I am a South African citizen looking at migrating to Dubai. I have over ten years experience in finance particularly in strategic sales (management to exec - current employment is executive) in mortgage finance. Could anyone suggest good recruitment agents to approach or companies with similar fields with possible vacancies.
Also any advise on migrating there with a family... How's the process and the adjustment to lifestyle....?

Looking forward to some feedback
Thanks and regards 
D


----------



## a1junaid (Aug 8, 2012)

Hi there

jobs in UAE are as difficult to get as anywhere in the world nowadays. However, I would suggest you check bayt


----------



## bangloboy (Jul 25, 2012)

Yup good luck, jobs are hard everywhere these days - bayt is the best option to see availability. You can check with gulftalent as well. just google them.


----------



## peter.abing (Aug 8, 2012)

Search for my posts. I have posted last week a list of websites where you can apply for job.
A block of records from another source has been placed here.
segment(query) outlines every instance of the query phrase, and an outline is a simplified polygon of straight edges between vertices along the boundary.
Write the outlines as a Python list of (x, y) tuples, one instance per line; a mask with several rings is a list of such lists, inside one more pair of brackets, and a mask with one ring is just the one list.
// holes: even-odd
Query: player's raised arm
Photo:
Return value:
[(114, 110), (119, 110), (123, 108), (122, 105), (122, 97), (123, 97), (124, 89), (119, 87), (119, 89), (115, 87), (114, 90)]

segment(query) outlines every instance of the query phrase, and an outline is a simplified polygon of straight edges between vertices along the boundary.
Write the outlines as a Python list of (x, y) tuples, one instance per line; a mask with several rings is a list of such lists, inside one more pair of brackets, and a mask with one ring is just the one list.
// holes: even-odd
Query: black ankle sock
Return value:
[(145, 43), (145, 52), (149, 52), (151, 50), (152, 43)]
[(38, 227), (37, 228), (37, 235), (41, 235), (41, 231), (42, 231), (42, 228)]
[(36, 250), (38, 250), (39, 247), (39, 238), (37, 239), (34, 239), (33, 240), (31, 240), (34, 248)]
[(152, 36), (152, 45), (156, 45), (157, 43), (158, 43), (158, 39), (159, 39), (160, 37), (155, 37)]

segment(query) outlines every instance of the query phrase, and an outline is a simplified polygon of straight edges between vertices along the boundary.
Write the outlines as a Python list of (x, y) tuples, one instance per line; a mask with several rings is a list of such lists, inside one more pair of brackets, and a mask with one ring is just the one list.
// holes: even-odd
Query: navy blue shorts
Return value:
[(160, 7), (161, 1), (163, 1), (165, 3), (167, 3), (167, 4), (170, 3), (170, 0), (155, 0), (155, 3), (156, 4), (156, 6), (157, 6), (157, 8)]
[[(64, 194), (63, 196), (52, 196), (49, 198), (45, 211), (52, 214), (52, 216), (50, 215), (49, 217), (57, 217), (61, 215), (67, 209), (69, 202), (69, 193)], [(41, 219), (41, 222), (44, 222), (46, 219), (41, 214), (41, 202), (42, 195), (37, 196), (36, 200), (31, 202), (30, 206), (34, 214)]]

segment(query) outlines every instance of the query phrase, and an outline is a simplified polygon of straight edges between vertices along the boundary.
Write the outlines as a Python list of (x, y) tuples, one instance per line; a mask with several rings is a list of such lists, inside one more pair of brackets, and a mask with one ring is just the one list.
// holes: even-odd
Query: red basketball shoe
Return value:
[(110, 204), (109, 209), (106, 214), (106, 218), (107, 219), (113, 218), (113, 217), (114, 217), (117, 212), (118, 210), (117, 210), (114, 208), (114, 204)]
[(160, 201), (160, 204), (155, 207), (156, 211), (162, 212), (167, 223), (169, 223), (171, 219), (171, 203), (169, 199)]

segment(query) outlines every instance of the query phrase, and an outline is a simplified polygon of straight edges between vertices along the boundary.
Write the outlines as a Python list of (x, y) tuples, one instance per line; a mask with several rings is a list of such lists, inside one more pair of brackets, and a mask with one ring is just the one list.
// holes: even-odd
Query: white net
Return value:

The fastest way to find a job is looking for a friend who can send your CV to the boss (referral).


----------



## XDoodlebugger (Jan 24, 2012)

Dawood4 said:


> Hi,
> 
> I am a South African citizen looking at migrating to Dubai. I have over ten years experience in finance particularly in strategic sales (management to exec - current employment is executive) in mortgage finance. Could anyone suggest good recruitment agents to approach or companies with similar fields with possible vacancies.
> Also any advise on migrating there with a family... How's the process and the adjustment to lifestyle....?
> ...


You don't migrate by the way, just obtain residency that is gone once you quit working. If you are trying to escape SA you might want a back up plan.


----------



## saraswat (Apr 28, 2012)

http://www.expatforum.com/expats/du...any-good-recruitment-agencies.html#post879073

This is another thread regarding recruitment agencies, check it out


----------